I paid the price for a shirtwaister —
but it was worth it

Anna Murphy.

Buying clothes is an unpredictable business even for the most expert among us. You know how it is. You buy something you are sure will prove to be your most useful item ever and you end up barely wearing it. Then you buy something you are not quite sure about that quickly becomes a much-loved permanent wardrobe fixture.

But sometimes You Just Know. It was like that when I spotted my first Samantha Sung dress seven years ago. It was a shirtwaister, as my mother still insists on calling them. (Sung calls it the Audrey and it’s her bestselling style.) It came in a strong floral print and was perfectly tailored to have just the right amount of fullness in the skirt, just the right amount of curve-cling in the top half.

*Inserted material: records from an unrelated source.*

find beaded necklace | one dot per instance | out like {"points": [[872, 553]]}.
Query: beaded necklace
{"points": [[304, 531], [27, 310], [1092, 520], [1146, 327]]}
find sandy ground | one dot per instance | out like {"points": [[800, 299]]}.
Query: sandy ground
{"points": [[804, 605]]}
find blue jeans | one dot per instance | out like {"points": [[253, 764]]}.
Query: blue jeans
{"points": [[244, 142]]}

I reeled at the price — how could a simple cotton dress cost several hundred pounds? — but I paid it. Right decision. In terms of cost per wear it has proved one of the best-value items I own. That dress is indestructible.

And it hasn’t dated one jot, precisely because, I suppose, it was just that little bit dated from the start.

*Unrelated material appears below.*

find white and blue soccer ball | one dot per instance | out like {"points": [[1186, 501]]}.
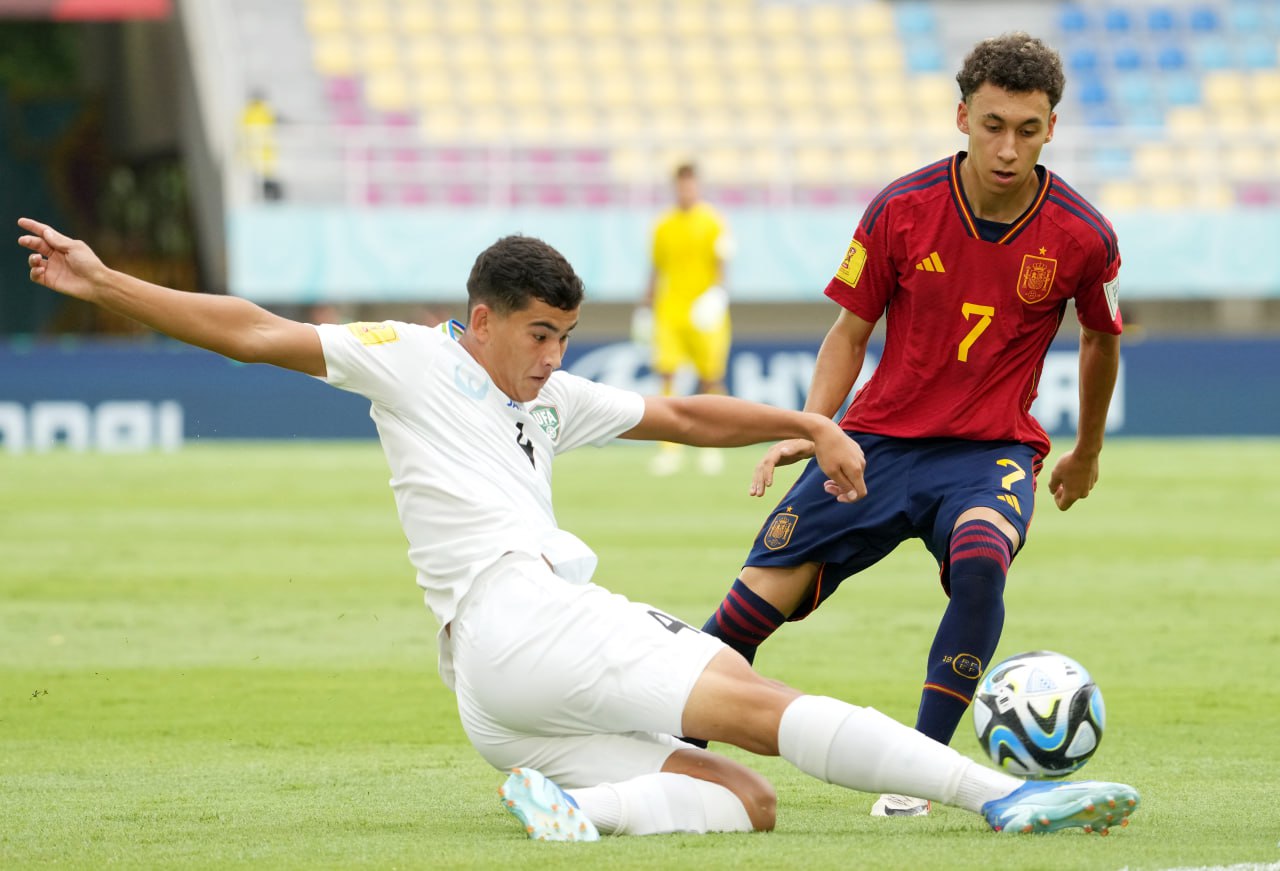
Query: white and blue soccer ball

Here is the ultimate, easy one-stop way to look pulled together on a summer day: so flattering to the figure, so practical (it goes in the washing machine). Those 1950s women had a lot to worry about, as Mad Men reminded us, but it evidently didn’t include how to look good on a July morning. And my shirtwaister, for all its retro feel, has just enough of a modern edge to stop it looking like fancy dress.

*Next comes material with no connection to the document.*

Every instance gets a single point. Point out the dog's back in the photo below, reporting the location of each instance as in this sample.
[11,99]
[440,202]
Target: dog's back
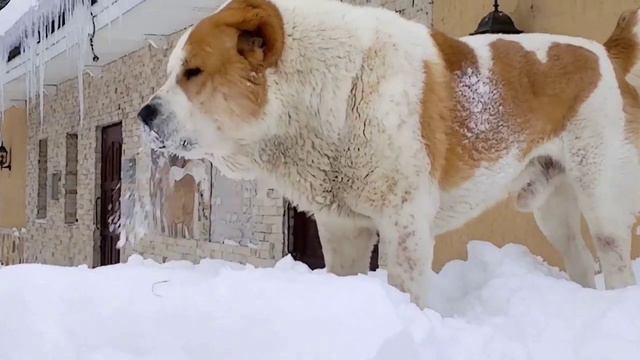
[623,47]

The Korean-born New York-based Sung still focuses on print dresses, having added more styles to her range, as well as some pretty skirts and cardis. She has also introduced a touch of Lycra to her fabric mix, so that the more recent incarnations are even more wearable. The cost, I now realise, is explained by the quality of the fabric and the small production numbers. I — and the growing numbers of Samantha Sung fans, including Kirstie Allsopp and Alexandra Shulman of Vogue — deem it a price worth paying. That is why I have bought two more over the years.

I am not exaggerating when I say that every single time I put on a Samantha Sung dress I get at least one compliment. (Actually, there is one exception. I fell so in love with my most recent acquisition that I wore it for the first three evenings of my holiday, and my other half asked me somewhat quizzically if I had packed anything else. I changed on the fourth night Into another Samantha Sung dress.)

In the UK the best choice of her dresses — she offers a fabulous array of patterns every season, floral, geometric and abstract, plus heavier fabric weights for winter — is at kjslaundry.com, where prices start at £425. I currently have my eye on a black and white checked number but am sitting on my hands. Please someone buy it so that I don’t have to.